Social safety nets expand in developing countries, but poorest still lack coverage
Only one-third of the poor are covered by any type of social safety net globally.
- Social safety net programs include cash and in-kind transfers targeted to poor and vulnerable households, with the goal of protecting families from the impact of economic shocks, natural disasters, and other crises; ensuring that children grow up healthy, well-fed, and can stay in school and learn; empowering women and girls; and creating jobs.
- More than 1.9 billion people in 136 low- and middle-income countries benefit from social safety net programs.

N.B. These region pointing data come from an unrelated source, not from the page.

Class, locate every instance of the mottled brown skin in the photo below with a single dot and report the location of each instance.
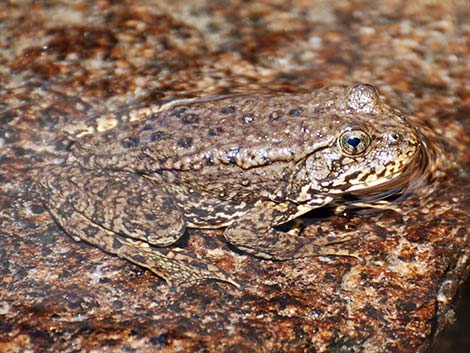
(248, 162)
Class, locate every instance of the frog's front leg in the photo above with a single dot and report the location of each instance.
(122, 213)
(254, 234)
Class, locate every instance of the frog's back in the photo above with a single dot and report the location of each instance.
(244, 130)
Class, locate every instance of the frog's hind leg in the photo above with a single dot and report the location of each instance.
(121, 213)
(254, 234)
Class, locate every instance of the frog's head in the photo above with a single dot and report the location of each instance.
(371, 150)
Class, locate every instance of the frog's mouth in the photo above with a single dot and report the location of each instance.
(402, 184)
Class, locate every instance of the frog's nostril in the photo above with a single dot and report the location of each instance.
(395, 137)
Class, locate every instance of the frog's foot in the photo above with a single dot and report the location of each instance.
(254, 234)
(174, 265)
(114, 210)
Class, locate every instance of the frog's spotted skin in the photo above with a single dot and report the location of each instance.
(247, 162)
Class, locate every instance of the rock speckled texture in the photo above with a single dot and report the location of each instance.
(63, 63)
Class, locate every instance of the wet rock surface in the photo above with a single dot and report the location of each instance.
(63, 65)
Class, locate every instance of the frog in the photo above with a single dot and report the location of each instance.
(246, 162)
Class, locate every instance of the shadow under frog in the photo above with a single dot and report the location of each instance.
(247, 162)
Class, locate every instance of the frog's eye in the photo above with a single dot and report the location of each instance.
(354, 142)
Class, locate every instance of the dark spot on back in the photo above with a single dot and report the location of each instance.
(130, 142)
(178, 112)
(185, 142)
(275, 115)
(90, 231)
(215, 132)
(116, 244)
(248, 118)
(227, 110)
(295, 112)
(233, 153)
(189, 118)
(157, 136)
(109, 135)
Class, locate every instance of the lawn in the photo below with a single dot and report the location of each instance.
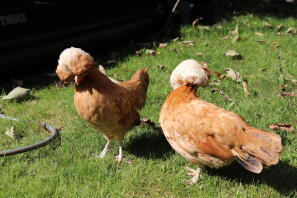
(151, 168)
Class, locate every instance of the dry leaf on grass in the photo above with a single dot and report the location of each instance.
(147, 121)
(220, 76)
(17, 93)
(199, 54)
(259, 33)
(151, 52)
(226, 37)
(291, 31)
(245, 88)
(10, 132)
(268, 25)
(160, 66)
(175, 39)
(236, 38)
(287, 94)
(18, 82)
(279, 27)
(235, 31)
(222, 93)
(188, 42)
(233, 54)
(234, 75)
(203, 27)
(219, 26)
(263, 69)
(163, 45)
(281, 126)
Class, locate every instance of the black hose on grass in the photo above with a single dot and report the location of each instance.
(54, 134)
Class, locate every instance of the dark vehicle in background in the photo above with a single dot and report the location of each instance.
(33, 33)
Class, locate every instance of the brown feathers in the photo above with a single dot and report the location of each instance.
(208, 135)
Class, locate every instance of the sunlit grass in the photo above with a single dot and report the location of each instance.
(150, 167)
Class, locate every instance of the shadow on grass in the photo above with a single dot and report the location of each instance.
(151, 145)
(282, 177)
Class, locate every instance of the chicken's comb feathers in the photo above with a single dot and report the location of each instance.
(73, 61)
(189, 72)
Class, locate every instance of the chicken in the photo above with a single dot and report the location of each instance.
(208, 135)
(109, 107)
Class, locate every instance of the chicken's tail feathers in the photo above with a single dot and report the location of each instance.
(260, 148)
(247, 161)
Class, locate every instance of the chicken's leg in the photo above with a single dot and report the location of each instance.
(196, 175)
(104, 151)
(119, 157)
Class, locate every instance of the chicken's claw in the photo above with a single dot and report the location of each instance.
(196, 175)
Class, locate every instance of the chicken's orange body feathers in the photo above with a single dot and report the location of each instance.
(209, 135)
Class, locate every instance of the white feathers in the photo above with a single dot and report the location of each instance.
(189, 72)
(70, 56)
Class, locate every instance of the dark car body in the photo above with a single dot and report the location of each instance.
(33, 33)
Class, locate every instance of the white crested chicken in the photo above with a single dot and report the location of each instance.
(109, 107)
(207, 135)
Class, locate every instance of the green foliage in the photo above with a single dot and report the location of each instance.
(151, 168)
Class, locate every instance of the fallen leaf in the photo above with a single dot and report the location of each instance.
(147, 121)
(175, 39)
(245, 88)
(291, 31)
(188, 42)
(10, 132)
(196, 22)
(202, 27)
(163, 45)
(1, 111)
(233, 54)
(287, 94)
(217, 74)
(264, 69)
(139, 52)
(268, 25)
(199, 54)
(279, 27)
(235, 31)
(205, 44)
(160, 66)
(234, 75)
(259, 33)
(151, 52)
(52, 74)
(222, 93)
(17, 93)
(236, 38)
(215, 83)
(226, 37)
(281, 126)
(18, 82)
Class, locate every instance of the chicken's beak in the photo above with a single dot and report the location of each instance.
(77, 79)
(208, 71)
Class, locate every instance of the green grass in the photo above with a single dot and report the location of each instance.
(151, 168)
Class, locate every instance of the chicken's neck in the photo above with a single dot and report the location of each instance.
(183, 94)
(95, 79)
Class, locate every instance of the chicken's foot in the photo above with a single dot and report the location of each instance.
(119, 157)
(105, 150)
(195, 173)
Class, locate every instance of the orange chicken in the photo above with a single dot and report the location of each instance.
(109, 106)
(208, 135)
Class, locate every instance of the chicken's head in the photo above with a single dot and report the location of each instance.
(74, 64)
(189, 72)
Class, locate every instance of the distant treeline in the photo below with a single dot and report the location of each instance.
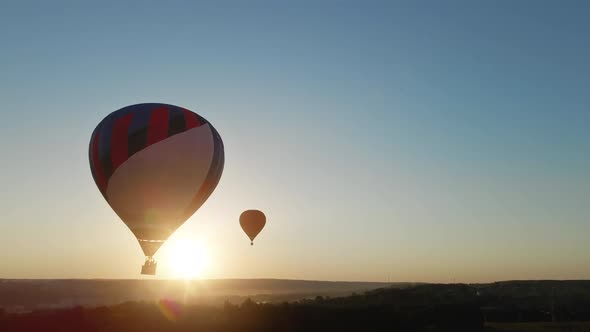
(367, 312)
(429, 307)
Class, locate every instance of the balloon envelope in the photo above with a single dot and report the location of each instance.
(155, 164)
(252, 222)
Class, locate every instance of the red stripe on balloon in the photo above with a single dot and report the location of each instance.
(100, 181)
(119, 140)
(191, 119)
(158, 127)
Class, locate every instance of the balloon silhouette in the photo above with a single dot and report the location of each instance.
(155, 164)
(252, 222)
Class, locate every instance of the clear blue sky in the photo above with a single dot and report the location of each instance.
(419, 140)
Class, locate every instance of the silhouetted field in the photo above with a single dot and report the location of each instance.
(508, 306)
(28, 295)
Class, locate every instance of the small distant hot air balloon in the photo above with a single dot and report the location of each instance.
(155, 164)
(252, 222)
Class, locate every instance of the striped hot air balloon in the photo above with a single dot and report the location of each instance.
(155, 164)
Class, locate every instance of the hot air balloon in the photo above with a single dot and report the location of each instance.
(155, 164)
(252, 222)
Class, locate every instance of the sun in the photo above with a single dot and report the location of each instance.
(186, 259)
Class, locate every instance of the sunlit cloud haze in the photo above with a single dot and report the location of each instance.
(402, 141)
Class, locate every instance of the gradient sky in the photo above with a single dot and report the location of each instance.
(407, 141)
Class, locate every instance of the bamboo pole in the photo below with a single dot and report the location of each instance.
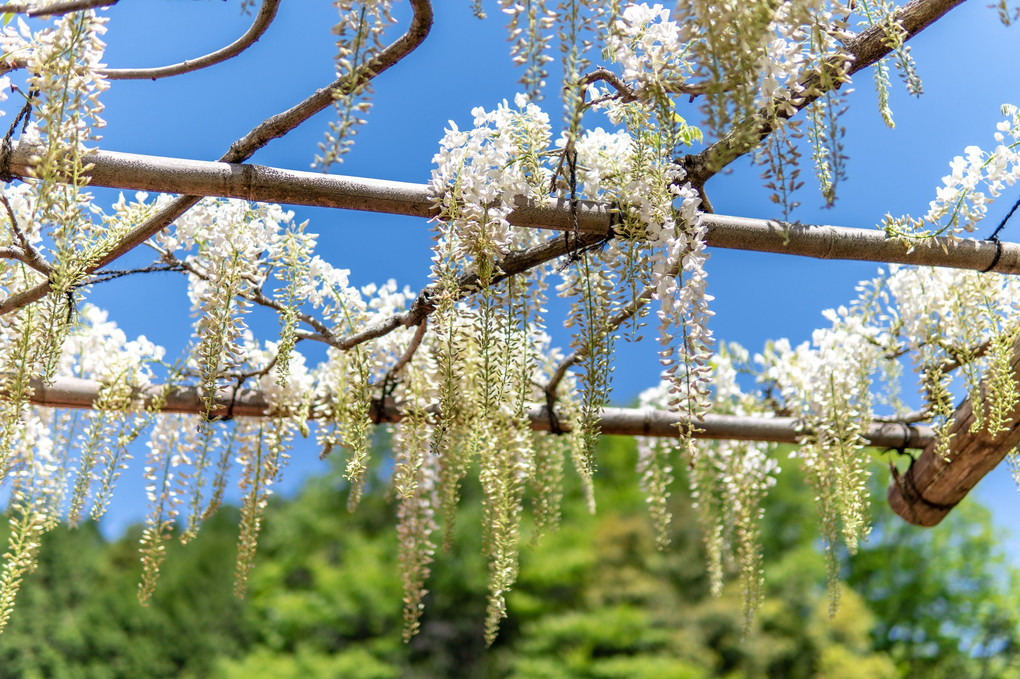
(257, 183)
(931, 486)
(77, 393)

- The combined spending on social safety nets amounted to about US$329 billion between 2010 and 2014
- Some 718 million people are enrolled in cash transfer programs, including public works, and constitute 36 percent of social safety net globally. Cash transfers constitute the highest share of spending in all regions except in Sub-Saharan Africa, where food and other in-kind transfers dominate.
Low-income countries still face the greatest gaps in reaching the poorest people.
- On average, developing countries spend 1.6 percent of their GDP on social safety nets. This is low compared to other public policy measures such as fuel subsidies.
- The world’s five largest social safety net programs are all in middle-income countries and reach over 526 million.
- In low-income and lower-middle-income countries, social safety nets cover only 25 percent of the poor, compared to 64 percent in upper-middle-income countries.
- In Sub-Saharan Africa and South Asia, where most of the global poor live, social safety nets cover one-tenth and one-fifth of the poorest 20 percent, respectively.
- The coverage of the poor living in urban areas is lower than in rural settings. The difference amounts to about 8.5 percentage points in low-income countries.
Social safety nets help achieve visible impacts in reducing poverty.
- Safety net programs on average help reduce the poverty headcount rate by 8 percent.
- Safety nets also reduce the poverty gap (how far the poor are from the poverty line) by 15 percent on average of the poverty gap without safety nets.
Social safety nets have positive and significant impacts on education, health, and food security, but also promote households’ ability to generate income that can lead to positive effects in local economies.
- Cash transfers helped increase enrollment rates of primary and secondary children by 18 percentage points in Burkina Faso.
- In Peru, women of child-bearing age enrolled in the cash transfer program were 91 percentage points more likely to have a doctor-assisted delivery.
- Cash transfer programs have positive spillover effects on the local economy, with total income multiplier ranging from $1.08 to $2.52 for each dollar transferred.
- In Nicaragua, Mexico, and Zambia, social safety nets beneficiaries are more likely to start up microenterprises by 3, 4, and 17 percentage points, respectively with respect to non-beneficiaries.